An up‐to‐date review of autism epidemiology in the last decade demonstrates the impressive progress made in this area of research. Today, researchers and policymakers worldwide have access to a wealth of epidemiological evidence relevant for public awareness and policy response. Remaining gaps in evidence limit clear inference about underlying causal mechanisms that can be gleaned from epidemiological data. On the other hand, there is compelling evidence for health disparities affecting specific underserved groups and highlighting the need to strengthen awareness and policy response to address these disparities globally. The tremendous increase in the number of studies in previously under‐represented regions offers unique opportunities to advance scientific discovery of autism etiology while simultaneously expanding community capacity to address unmet needs, especially among underserved populations.
CONFLICT OF INTEREST
The authors declare that they have no known conflicts of interest.
ETHIC STATEMENT
Institutional ethics review was not sought because the current review relied on secondary use of group‐level data.
Supporting information
Appendix S1 : Supporting Information
ACKNOWLEDGMENT
The work was supported by Fonds de Recherche du Québec Santé (FRQS), and Canadian Institutes of Health Research (CIHR).

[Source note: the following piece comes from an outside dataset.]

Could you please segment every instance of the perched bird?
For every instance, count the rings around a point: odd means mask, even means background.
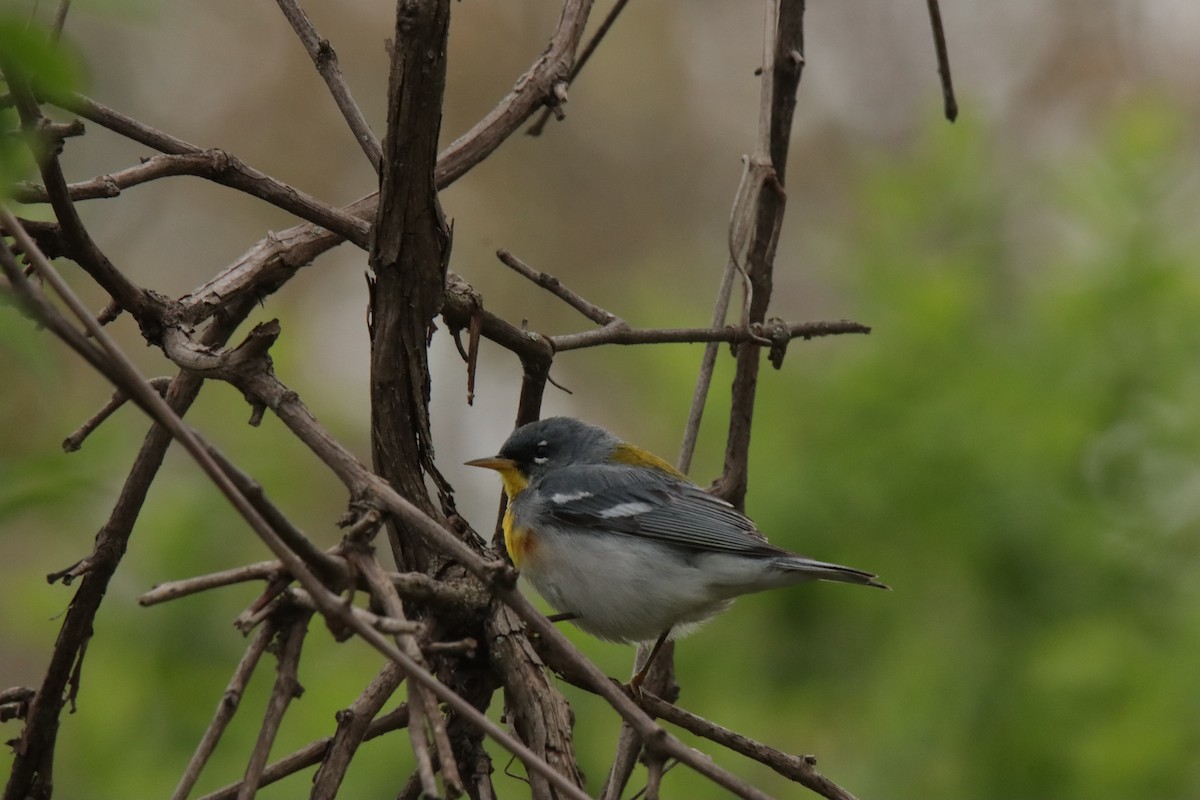
[[[875,575],[767,542],[748,517],[669,463],[570,417],[523,425],[498,455],[504,543],[561,616],[615,642],[690,632],[738,595],[813,580],[888,588]]]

Zeidan, J. , Fombonne, E. , Scorah, J. , Ibrahim, A. , Durkin, M. S. , Saxena, S. , Yusuf, A. , Shih, A. , & Elsabbagh, M. (2022). Global prevalence of autism: A systematic review update. Autism Research, 15(5), 778–790. 10.1002/aur.2696
Funding information Fonds de Recherche du Québec Santé (FRQS), and Canadian Institutes of Health Research (CIHR). The funders had no role in study design, data collection and analysis, decision to publish, or preparation of the manuscript.
DATA AVAILABILITY STATEMENT
Data that support the findings of this study are available in the Supplementary Tables. Other materials used in the review are available upon request from the corresponding author, ME.